我们悄悄地离开了房间,轻轻地关上前门,确保纱门不会发出响动。兰德尔戴上帽子叹了叹气,耸耸肩,摊开冰凉的保养得不错的双手。我们仍旧能听到从后院传出来的一阵阵呜咽声。
邮差员沿着大道又派送了两家。
“真是个苦差事。”兰德尔声音低沉,像是从胸腔里挤出来的一口气。
我们沿着马路走向另一栋房子。弗洛里安太太还没来得及收回洗好的衣物,它们在侧院的一根钢丝绳上面整齐地晾着,轻轻摇晃,有点泛黄。我们走上台阶,摁下门铃。没人回应。接着敲了敲门,还是没有人回应。
“她上次没有锁门。”我说。
兰德尔试着用身体推了推门,仔细地看着手柄的转动,但是这次门锁上了。我们下了走廊,沿着房子走到靠近大房子的后面。后面有一扇铁钩做的纱门。兰德尔敲了敲门,仍旧没有人回应。他往回走到没有刷油漆的木质阶梯处,沿着台阶走到一个废旧的、长满杂草的私人车道上,打开了车库的木门。门嘎吱嘎吱地响着,车库里面什么也没有找到。仅仅堆着许多纸板盒,里面扔着一些破旧过时的运动短裤,拿来生火都不配;还有些生锈的园林工具和古老的金属罐。在门两边的墙角里有一只肥大的黑寡妇挂在布满灰尘的网上。兰德尔捡起一块木头漫不经心地打死了它。他关了车库的门,沿着杂草般的车道往回走到前门口。还是没有人开门。
他慢慢往后退,一眼望过去像是整个街道都搁在他的肩上。“后门更容易,”他说,“隔壁的老妇人现在什么也做不了,她说了太多谎。”
他两大步跨上后门的台阶,熟练地用刀片塞进门缝中,吊起了挂钩。这让我们进了纱门走廊,房间里堆满了金属罐,有的金属罐都飞满了苍蝇。
“天啊,这是什么生活呀!”他说。
后门很容易开,一把价值5美分的万能钥匙就能开锁,但是这扇门有门闩。
“这提醒了我,”我说,“她可能已经逃跑了。她太粗心了,不会把门这样锁着的。”
“你的帽子比我的旧,”兰德尔看着门后的玻璃嵌板,对我说道,“用帽子把玻璃推进去,或者我们想一个更好的办法?”
“把门踢开!这周围有谁知道呢?”
“行。”
他往后退了退,抬起一条腿对着门锁踢去。一阵碎裂声传来,门开了几英寸。我们推开门,从地毯上捡起一片碎裂的金属渣,放在木石做的滴水板上,旁边还有隔着九个空的杜松子酒瓶。

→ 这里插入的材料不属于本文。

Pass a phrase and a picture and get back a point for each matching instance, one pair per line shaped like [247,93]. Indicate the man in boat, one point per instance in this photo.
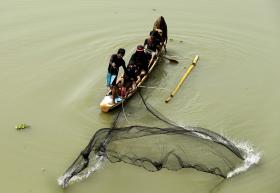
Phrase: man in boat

厨房的窗户紧锁,苍蝇嗡嗡乱撞,房间里弥漫着腐臭。兰德尔站在房间的中间,仔仔细细地打量着四周。
他轻轻地走到回转门前,用脚将回转门推到底,直到门保持敞开,起居室还是我记忆中的样子,只是收音机关掉了。
“收音机看起来很棒,”兰德尔说,“应该很贵。如果是她买的,这里应该还有其他的东西。”
他单膝跪下,顺着地毯看去。然后他走到收音机的另一边,用他的脚踢了一根松散的电线,掉下来一个插头。他弯下腰,站在收音机前研究着那些按钮。
“好家伙,”他说,“十分光滑又足够大,相当聪明!你从这上面找不到丝毫痕迹,是吗?”
“插上它,看看还能不能用。”
他四处找了找,在护壁板上找到了插座并插上了它。灯再次亮了,我们等着。接着,这家伙发出了一阵阵嗡嗡声,突然一阵刺耳的声音从音响处传出来。兰德尔急忙拉住电线猛地一拉,插头再一次松落,这个声音戛然而止。
当他站起来时,眼睛充满了光亮。
我们快步走到卧室,杰西·皮尔斯·弗洛里安太太斜挂在床上,凌乱地穿着棉布便服,头都快碰到踏足板上了。床柱的一角被染成暗黑色,苍蝇很喜欢上面的东西。
她已经死了很久了。
兰德尔没有动她,只是盯着她看了许久,而后转过头来,咬着牙看着我。
“脑浆溅了她一脸,”他说,“这似乎是这个案子的重点,这应该是用一双手完成的。天啊,这是什么样的一双手啊!看看这些颈部的伤痕,和指纹间的距离。”
“你看着她,”我说着退出了房间,“可怜的老纳尔蒂,这已经不再是一起简单的杀人案了。”